ただ、それほどまでに信頼しているという、彼女なりの親愛の比喩だった。


「まだ行き先は決めてないけどね」


 エリスはそう言い添えながら、スターレインの反応を待つ。スターレインは数秒間思案したのち、静かに口を開いた。


「……個人的には、アトラクションも、悪くはありません」


 その意外な返答に、エリスは目を瞬かせた。


「え、アトラクション? ちょっと意外かも。てっきり、静かなところが好きなのかと思ってた」


「静かな場所も嫌いではありませんが、騒がしい環境が苦手というわけでもありません」


 スターレインは淡々と続ける。


「冒険者として活動していた頃は、祭りの喧噪の中を通過することもありました。職人の時代は、常に鉄と人の音に囲まれていました」


 エリスは驚きを含んだまま、頷いた。


「なるほど……じゃあ、賑やかなところも平気なんだ?」

「はい」


 即答だった。だが、その声音には押しつけがましさも演技もない。ただ事実を述べているだけのように聞こえる。


「わたしが寡黙なのは、単に性格の問題です。感情表現が希薄なだけで、嗜好そのものは“楽しければ良い”という程度の感性で成立しています」


 エリスはそこでふっと口元を緩めた。その笑みには、納得と親しみ、そしてどこかで安堵も混じっていた。


「じゃあ……遊園地でも、テーマパークでも、案外アリかもね」

「場所は問いません。ただし、混雑する時期は避けた方が無難です。導線管理の甘い施設は、消耗の原因になりますので」


 その発言に、エリスは思わず笑い声を漏らす。


「さすがスターレイン先生、なんていうか……すごく“らしい”」


 ふたりのあいだに、風のような沈黙が流れる。

 信頼という言葉を用いるまでもなく、そこには確かな距離感の縮まりがあった。理念も生き方も異なる二人。
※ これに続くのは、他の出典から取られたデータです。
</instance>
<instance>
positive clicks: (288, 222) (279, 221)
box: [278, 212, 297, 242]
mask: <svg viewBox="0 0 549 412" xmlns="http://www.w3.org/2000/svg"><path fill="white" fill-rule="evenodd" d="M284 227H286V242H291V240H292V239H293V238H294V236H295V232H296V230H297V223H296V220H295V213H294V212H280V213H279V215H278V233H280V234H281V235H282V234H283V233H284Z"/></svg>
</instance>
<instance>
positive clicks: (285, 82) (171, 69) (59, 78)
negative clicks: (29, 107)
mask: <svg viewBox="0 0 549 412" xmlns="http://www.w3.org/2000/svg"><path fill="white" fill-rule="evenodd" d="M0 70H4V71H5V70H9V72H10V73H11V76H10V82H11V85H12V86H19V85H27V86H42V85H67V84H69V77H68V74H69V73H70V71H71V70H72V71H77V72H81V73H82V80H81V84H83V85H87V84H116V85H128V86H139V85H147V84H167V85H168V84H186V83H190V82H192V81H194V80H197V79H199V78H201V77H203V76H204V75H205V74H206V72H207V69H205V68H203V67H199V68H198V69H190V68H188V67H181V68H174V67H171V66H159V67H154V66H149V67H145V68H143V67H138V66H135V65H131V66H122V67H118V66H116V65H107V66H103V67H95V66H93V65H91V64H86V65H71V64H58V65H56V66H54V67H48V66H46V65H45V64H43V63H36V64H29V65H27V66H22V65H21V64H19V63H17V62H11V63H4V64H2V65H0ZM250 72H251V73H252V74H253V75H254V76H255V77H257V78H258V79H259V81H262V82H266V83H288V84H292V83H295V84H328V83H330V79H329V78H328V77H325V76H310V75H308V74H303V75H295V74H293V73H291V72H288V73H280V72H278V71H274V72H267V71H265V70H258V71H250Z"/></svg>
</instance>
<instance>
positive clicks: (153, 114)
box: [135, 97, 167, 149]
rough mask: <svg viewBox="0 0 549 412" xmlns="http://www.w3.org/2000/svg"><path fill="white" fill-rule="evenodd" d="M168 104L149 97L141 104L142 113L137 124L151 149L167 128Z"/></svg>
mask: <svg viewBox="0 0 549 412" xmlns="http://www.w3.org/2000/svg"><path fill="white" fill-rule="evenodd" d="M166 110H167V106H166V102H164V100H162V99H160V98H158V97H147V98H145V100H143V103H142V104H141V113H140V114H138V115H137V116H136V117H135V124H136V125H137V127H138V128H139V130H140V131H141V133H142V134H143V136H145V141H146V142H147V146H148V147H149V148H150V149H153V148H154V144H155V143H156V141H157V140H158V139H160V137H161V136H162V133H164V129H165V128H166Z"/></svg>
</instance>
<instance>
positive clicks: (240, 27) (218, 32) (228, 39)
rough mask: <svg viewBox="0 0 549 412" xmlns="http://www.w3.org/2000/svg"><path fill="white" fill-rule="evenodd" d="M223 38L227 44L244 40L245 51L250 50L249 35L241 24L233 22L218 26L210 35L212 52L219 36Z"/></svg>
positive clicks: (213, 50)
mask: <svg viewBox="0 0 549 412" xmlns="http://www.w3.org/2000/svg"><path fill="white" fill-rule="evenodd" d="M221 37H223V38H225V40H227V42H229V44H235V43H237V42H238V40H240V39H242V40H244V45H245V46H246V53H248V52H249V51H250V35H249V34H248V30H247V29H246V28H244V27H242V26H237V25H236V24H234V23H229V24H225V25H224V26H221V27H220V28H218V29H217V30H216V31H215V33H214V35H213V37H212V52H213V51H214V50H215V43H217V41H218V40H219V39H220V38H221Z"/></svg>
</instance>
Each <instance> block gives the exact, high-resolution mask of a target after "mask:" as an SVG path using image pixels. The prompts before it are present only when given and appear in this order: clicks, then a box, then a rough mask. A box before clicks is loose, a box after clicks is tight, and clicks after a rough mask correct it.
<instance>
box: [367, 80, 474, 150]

 だが、一緒にいても疲れないという事実が、何よりの相性の証だった。


 やがてエリスは、机の端に自分のスマートフォンを滑らせる。


「……じゃあ、ちょっとだけ調べてみるね。混んでなくて、騒がしすぎず、でも楽しいところ」

「お願いします。わたしは、しばらくこの帳簿をまとめておきます」


 そんなやり取りのなか、職員室の窓の外では、蝉の声がひときわ高く鳴いていた。

 静けさと、賑やかさと。そのどちらも、きっと悪くはない。

 夏は、まだ始まったばかりだった。